さらに、一般的なクラウドサービスでは設備の設置や運用に関する要件に合わないケースが増えており、既存システムとの接続性やセキュリティ要件を満たすことが難しい企業も少なくありません。このような状況から、NTTインテグレーションはオンプレミスの運用環境を維持しながら、段階的にクラウド移行を進めるという新たな選択肢を求める企業のニーズに応える形で、「PowerCloudNEXT@Customer」を開発しました。
サービスの特徴
1. 利用型サービスの導入
「PowerCloudNEXT@Customer」では、IBM Power Systems環境を顧客の指定した拠点に設置し、月額サービスとして提供します。これにより、顧客は現在の設置場所やネットワーク要件を維持しつつ、初期投資を大幅に削減することが可能です。
2. 費用の平準化
初期投資が抑えられるため、月額契約によって顧客の支出が平準化されます。利用型への移行を段階的に進めることができ、企業にとって運用上の負担を軽減するメリットがあります。
3. 柔軟なプロビジョニング
顧客のニーズに応じて、CPUやメモリ、ディスクのリソースを単位契約でき、設置場所や構成に関しても柔軟な対応が可能です。こうした特性により、個別要件に対応しやすく、顧客が求める体制を維持することを助けます。
4. 運用負担の軽減
ハードウェアやVIOS領域の維持管理、障害対応、24時間365日のヘルプデスクサービスが含まれます。これにより、顧客は基盤運用における負荷を軽減し、業務に専念することができます。
5. 将来への柔軟さ
「PowerCloudNEXT@Customer」では、現在の設備要件を維持しながら利用型サービスを導入するため、将来的なクラウド移行に向けた道筋がつけられます。

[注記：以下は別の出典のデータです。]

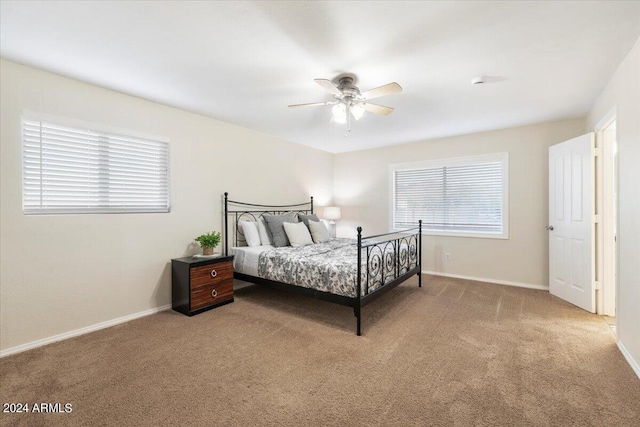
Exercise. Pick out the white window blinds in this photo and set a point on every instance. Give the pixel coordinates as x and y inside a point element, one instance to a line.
<point>456,197</point>
<point>76,170</point>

現時点でクラウド化が難しい企業でも、段階的な移行を通じて将来的な変化に対応していくことが可能です。
提供範囲とサービス詳細
この新サービスの提供範囲には、以下のものが含まれます:
- - IBM Power環境の月額提供
- - ハードウェアの維持・管理
- - 障害対応
- - 24時間365日のヘルプデスク
- - 保守用ネットワーク回線
- - 各種オプションサービスなど
ただし、OSレベルの導入や設定、運用については基本的には顧客の対応範囲となりますが、必要に応じて初期構築や技術支援を提供することも可能です。
今後の展望
NTTインテグレーションは、「PowerCloudNEXT@Customer」を通じて、IBM i/AIX環境を継続利用している企業の更改ニーズに応えるだけでなく、IBM Power領域におけるサービスのさらなる拡充を視野に入れています。今後も安定したサービス提供を維持し、顧客の多様なニーズに応じた最適な選択肢の提案を続けていく方針です。
NTTインテグレーションについて
NTTインテグレーションは、1985年に設立された企業で、システム開発からクラウドサービスまで幅広いソリューションを提供しています。お客様の経営課題を解決するための真のパートナーとして、今後もサービス品質の向上を目指してまいります。